The play is beautifully written, but it now seems to me to be a bit too crafted, too heavily laden with analogies and grandly significant gestures.


InterAct Theatre Company, The Adrienne, 2030 Sansom St., through Oct. 19, 893-1145.

Since A Delicate Balance in 1966, the characters in Edward Albee's plays don't actually do things so much as sit around and talk about themselves, one another and their relationships. At least George and Martha in Who's Afraid of Virginia Woolf? (1962) actually did something, even if it was only getting at each other and their guests with fangs bared; but Agnes and Tobias in A Delicate Balance, the couple in The Marriage Play, and the three women (or rather, the three ages of the same woman) in Three Tall Women, just analyze, storytell, allegorize, metaphorize, and talk, and talk.

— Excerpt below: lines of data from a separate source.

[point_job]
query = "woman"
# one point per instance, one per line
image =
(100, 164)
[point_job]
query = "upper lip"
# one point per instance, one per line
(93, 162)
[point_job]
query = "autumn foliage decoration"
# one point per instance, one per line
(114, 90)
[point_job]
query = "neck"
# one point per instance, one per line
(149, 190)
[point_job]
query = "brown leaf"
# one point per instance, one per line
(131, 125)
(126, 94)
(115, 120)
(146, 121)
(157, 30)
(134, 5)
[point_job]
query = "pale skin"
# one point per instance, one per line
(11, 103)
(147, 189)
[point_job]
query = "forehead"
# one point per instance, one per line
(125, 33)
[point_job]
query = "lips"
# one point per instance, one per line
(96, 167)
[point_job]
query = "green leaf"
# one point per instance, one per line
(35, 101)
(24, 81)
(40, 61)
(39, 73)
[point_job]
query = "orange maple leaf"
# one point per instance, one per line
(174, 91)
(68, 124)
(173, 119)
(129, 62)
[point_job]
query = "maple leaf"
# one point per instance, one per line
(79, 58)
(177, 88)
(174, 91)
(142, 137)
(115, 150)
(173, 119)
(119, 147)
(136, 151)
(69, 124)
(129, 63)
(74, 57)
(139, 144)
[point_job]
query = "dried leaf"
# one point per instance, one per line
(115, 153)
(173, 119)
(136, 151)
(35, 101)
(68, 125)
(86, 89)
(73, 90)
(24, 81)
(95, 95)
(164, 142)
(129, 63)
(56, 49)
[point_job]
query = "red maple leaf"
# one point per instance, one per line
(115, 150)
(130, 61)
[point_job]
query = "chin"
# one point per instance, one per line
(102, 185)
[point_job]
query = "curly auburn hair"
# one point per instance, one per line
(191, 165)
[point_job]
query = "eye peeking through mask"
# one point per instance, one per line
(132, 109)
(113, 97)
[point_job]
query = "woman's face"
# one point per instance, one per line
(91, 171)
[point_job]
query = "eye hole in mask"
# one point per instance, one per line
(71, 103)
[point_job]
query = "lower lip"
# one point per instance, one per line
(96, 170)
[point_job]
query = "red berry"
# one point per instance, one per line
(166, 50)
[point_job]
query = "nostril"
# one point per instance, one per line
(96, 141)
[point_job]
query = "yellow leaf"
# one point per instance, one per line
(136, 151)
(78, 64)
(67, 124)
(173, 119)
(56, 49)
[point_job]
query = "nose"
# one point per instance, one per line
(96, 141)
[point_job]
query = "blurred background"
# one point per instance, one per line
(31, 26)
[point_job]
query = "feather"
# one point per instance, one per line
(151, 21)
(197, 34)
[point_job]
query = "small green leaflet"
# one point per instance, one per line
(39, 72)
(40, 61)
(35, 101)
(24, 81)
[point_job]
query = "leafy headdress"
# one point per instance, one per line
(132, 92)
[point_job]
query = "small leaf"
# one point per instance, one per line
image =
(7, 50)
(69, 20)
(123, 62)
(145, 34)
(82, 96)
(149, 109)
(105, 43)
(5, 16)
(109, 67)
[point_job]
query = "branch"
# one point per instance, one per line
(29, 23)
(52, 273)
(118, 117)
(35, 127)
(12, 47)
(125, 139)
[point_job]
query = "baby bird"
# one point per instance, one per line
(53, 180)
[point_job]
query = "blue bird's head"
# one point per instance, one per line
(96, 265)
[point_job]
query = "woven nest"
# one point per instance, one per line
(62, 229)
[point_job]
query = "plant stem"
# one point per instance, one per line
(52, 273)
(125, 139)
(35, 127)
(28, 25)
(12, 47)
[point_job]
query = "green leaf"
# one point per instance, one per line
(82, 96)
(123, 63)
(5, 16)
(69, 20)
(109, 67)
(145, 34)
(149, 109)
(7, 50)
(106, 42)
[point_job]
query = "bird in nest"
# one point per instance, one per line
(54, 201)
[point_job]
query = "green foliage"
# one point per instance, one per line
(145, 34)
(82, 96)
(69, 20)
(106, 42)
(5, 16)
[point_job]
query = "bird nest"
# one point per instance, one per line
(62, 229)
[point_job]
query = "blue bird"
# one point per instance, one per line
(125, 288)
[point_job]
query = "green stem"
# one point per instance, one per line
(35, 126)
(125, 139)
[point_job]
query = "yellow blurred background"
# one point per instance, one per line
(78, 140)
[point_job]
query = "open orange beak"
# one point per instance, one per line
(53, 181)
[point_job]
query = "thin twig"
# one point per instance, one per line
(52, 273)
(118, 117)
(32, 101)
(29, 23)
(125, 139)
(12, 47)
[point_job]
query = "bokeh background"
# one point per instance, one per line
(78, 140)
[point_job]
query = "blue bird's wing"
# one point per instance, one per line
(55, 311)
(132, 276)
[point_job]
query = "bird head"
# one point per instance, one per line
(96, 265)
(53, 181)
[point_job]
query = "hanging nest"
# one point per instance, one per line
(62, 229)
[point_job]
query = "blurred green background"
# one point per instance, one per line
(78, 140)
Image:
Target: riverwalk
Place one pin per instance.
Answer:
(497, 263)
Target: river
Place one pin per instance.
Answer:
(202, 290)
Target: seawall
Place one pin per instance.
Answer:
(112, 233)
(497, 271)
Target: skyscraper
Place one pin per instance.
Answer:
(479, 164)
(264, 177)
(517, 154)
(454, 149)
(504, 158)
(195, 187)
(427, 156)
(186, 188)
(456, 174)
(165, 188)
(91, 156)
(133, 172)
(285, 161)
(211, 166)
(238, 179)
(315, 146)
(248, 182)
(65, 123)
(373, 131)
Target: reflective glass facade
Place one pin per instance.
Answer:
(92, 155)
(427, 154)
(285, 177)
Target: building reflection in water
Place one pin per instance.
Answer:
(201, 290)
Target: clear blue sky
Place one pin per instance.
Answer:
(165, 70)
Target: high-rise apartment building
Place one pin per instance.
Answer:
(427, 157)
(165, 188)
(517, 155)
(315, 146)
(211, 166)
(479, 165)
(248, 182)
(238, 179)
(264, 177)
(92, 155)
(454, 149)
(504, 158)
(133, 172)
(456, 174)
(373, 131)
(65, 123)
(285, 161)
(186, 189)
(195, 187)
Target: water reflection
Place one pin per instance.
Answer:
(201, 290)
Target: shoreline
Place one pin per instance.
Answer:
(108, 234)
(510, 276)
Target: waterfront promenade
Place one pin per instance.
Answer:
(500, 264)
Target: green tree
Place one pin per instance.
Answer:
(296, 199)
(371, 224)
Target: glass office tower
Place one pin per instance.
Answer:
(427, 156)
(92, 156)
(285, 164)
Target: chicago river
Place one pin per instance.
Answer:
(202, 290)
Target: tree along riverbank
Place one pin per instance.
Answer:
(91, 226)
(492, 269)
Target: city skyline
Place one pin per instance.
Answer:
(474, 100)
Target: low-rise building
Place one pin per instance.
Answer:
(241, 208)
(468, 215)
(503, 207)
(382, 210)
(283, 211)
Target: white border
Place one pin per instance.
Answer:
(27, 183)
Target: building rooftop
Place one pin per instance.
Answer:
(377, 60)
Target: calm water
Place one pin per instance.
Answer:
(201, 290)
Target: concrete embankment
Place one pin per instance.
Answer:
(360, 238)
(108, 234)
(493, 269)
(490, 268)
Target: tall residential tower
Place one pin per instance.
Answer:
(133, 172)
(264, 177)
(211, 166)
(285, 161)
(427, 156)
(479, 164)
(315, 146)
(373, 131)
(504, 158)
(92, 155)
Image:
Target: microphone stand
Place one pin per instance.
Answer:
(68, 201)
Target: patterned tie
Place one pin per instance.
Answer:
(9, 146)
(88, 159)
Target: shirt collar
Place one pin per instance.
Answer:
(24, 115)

Seascape, which earned Albee his second of three Pulitzers in 1975, is like that, too. Well, half of it is. Nancy (Hayden Saunier, in InterAct's current production) sits on the beach painting; Charlie (Tim Moyer) is stretched out sunbathing. Nancy wants to take off, now that the children are grown and the number of grandchildren burgeoning, and wander the beaches of the world; Charlie is happy doing nothing ("IjustCharlie feels "we've earned a little rest"; Nancy feels "we've earned a little life."

And so they talk around in circles about their past, their present, and their future. It's lovely talk - Charlie's wistful memories of sitting on the bottom of the swimming pool; Nancy's bitter memories of counting the moles on Charlie's back during his extended episode of depression, while contemplating having an affair. Through all the talk they act out the push and pull of their years of marriage. But it's still all just talk.

And then Albee springs on us a device that both enlivens the proceedings and gives Nancy and Charlie the means to move forward in their lives and their marriage: they are visited by two enormous lizards, a married couple named Leslie and Sarah (Bruce Burton Robinson and Catharine Slusar). Nancy and Charlie have to explain wombs and breasts; Leslie and Sarah have to explain eggs and courtship dances. And what each couple has to explain to the other they begin to understand themselves - about love, commitment and the courage to stand up on one's hind legs and to reach out and take someone else's forefoot.

It's a lovely, beautifully written play. And it receives a first-rate mounting by Seth Rozin, who directs the play for the second time, after staging it as InterAct's premier production nine years ago.

And yet - maybe it's just me - after repeated exposures, the play now seems to me to be a bit too crafted, too heavily laden with analogies, resonant metaphors, indirectly pertinent stories and grandly significant gestures. And, never mind the heavy-handed Darwinian (or, more accurately, Lamarckian) evolution metaphor of the play's final movement: the big deal they all make of Leslie and Sarah's decision to come ashore and stand up seems, after the long celebration of differences and fresh perspectives, a bit (dare I say) speciesist.

Still, Saunier and Moyer drift into their memories and reveries and bickerings with conviction. And Robinson and Slusar (in wonderful lizard suits designed by Larisa Ratnikoff) physicalize the otherworldliness of Leslie and Sarah marvelously, with tongues darting, piercing stares that don't quite make fully human eye contact, elbows out and front feet flopping. The acting and the production values (set by Andrei Efremoff, lights by Peter Whinnery) are as high as anything that could be seen at the Adrienne during its earlier incarnation as the original Wilma Theater.